Pour lui, il était religieux sans être absorbé par la dévotion : il était religieux par devoir, mais sans fanatisme et sans faiblesses comme sans momerie ; pour réprimer ses passions, et non pour en suivre une plus particulière. Je n’assurerais pas même qu’il ait joui de cette conviction, sans laquelle la religion peut plaire, mais ne saurait suffire.

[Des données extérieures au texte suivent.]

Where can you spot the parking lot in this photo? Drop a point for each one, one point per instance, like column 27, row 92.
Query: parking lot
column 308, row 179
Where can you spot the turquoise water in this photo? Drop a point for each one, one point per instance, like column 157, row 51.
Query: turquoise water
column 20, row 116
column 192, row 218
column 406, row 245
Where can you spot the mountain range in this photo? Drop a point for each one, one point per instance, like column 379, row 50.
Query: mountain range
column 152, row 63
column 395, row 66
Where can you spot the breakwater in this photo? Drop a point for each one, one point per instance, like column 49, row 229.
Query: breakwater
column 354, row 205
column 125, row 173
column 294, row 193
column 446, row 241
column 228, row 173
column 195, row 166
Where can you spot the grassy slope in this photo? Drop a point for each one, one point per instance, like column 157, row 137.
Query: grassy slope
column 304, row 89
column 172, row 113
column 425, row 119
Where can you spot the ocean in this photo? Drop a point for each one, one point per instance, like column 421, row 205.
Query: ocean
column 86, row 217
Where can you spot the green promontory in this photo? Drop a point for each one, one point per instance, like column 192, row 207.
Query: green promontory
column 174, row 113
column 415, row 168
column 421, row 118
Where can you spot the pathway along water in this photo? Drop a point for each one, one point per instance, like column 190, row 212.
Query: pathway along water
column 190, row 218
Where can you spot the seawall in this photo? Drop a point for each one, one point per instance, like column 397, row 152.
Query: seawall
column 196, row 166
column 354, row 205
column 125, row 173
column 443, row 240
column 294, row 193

Ce n’est pas tout : on voyait comment il eût pu être heureux ; on sentait même que les causes de son malheur n’étaient pas dans lui. Mais sa femme eût été à peu près la même dans quelque situation qu’elle eût vécu ; elle eût trouvé partout le moyen de se tourmenter et d’affliger les autres, en ne voulant que le bien, en ne s’occupant nullement d’elle-même, en croyant sans cesse se sacrifier pour tous, mais ne sacrifiant jamais ses idées, et prenant sur elle tous les efforts, excepté celui de changer sa manière. Il semblait donc que son malheur appartînt en quelque sorte à sa nature ; et on était plus disposé à s’en consoler et à prendre là-dessus son parti, comme sur l’effet d’une destinée irrévocable. Au contraire, son mari eût vécu comme un autre, s’il eût vécu avec toute autre qu’avec elle. On sait quel remède trouver à un mal ordinaire, et surtout à un mal qui ne mérite pas de ménagement : mais c’est une misère à laquelle on ne peut espérer de terme, de ne pouvoir que plaindre celle dont la perpétuelle manie nous déplaît avec amitié, nous harcèle avec douceur, et nous impatiente toujours sans se déconcerter jamais, qui ne nous fait mal que par une sorte de nécessité, qui n’oppose à notre indignation que des larmes pieuses, qui en s’excusant fait pis encore qu’elle n’avait fait ; et qui avec de l’esprit, mais dans un aveuglement inconcevable, fait en gémissant tout ce qu’il faut pour nous pousser à bout.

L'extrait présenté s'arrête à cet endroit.